Question

Three taps A, B and C can fill a tank in 12, 15 and 20 hours respectively. If tap A is open all the time and tap B and tap C are open for one hour each alternately, the tank will be filled in

• A. 7 hours
• B. 6 hours
• C. 5 hours
• D. None of these

Hint:

For problems involving multiple taps, work out the rate of filling for each tap and combine the rates of all taps accordingly.

Answer 1

The Correct Option is A

Let the total capacity of the tank be 1 unit (i.e., the tank is completely filled when the total capacity is reached).
Rate of filling:
- Tap A fills the tank in 12 hours, so the rate of tap A is \( \frac{1}{12} \) of the tank per hour.
- Tap B fills the tank in 15 hours, so the rate of tap B is \( \frac{1}{15} \) of the tank per hour.
- Tap C fills the tank in 20 hours, so the rate of tap C is \( \frac{1}{20} \) of the tank per hour.

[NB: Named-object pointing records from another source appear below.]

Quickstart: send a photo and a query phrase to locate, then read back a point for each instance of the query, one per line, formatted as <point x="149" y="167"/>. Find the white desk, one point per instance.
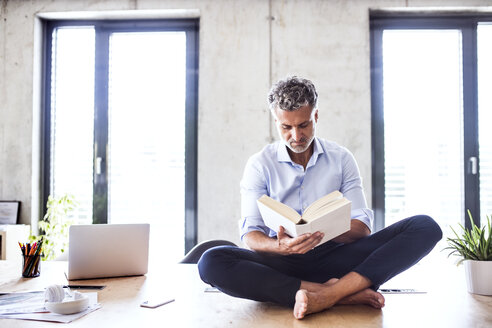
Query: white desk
<point x="446" y="304"/>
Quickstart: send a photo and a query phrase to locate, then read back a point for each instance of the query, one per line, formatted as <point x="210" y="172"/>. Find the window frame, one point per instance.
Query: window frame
<point x="103" y="28"/>
<point x="467" y="23"/>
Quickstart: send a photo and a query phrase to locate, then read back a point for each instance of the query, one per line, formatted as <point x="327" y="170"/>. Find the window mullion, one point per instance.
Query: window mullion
<point x="100" y="196"/>
<point x="470" y="122"/>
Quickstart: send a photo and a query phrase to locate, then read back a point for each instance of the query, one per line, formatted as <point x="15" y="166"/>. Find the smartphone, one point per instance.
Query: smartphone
<point x="154" y="303"/>
<point x="400" y="291"/>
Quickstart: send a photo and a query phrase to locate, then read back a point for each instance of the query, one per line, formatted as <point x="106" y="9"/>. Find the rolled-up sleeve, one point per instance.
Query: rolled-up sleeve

Filling pattern:
- Tap A is open all the time.
- Tap B and Tap C are opened alternately for 1 hour each.
In 2 hours:
- In the first hour, tap A and tap B are open. The amount of water filled is: \[ \text{Water filled in 1st hour} = \frac{1}{12} + \frac{1}{15} = \frac{5}{60} + \frac{4}{60} = \frac{9}{60} = \frac{3}{20} \] - In the second hour, tap A and tap C are open. The amount of water filled is: \[ \text{Water filled in 2nd hour} = \frac{1}{12} + \frac{1}{20} = \frac{5}{60} + \frac{3}{60} = \frac{8}{60} = \frac{2}{15} \] So, in 2 hours, the total water filled is: \[ \frac{3}{20} + \frac{2}{15} = \frac{9}{60} + \frac{8}{60} = \frac{17}{60} \] Total time to fill the tank: Now, we need to calculate how many such 2-hour cycles are needed to fill the tank. Let’s calculate how many cycles are needed to fill the tank. The total amount of water filled after \( x \) cycles is: \[ \frac{17}{60} \times x = 1 \] Solving for \( x \): \[ x = \frac{60}{17} \approx 3.53 \quad \text{(approximately 3 full cycles and part of the 4th cycle)} \] Since each cycle takes 2 hours, the total time taken to fill the tank is approximately: \[ 2 \times 3.53 = 7.06 \, \text{hours} \] So, the tank will be filled in approximately 7 hours. Thus, the correct answer is (1) 7 hours.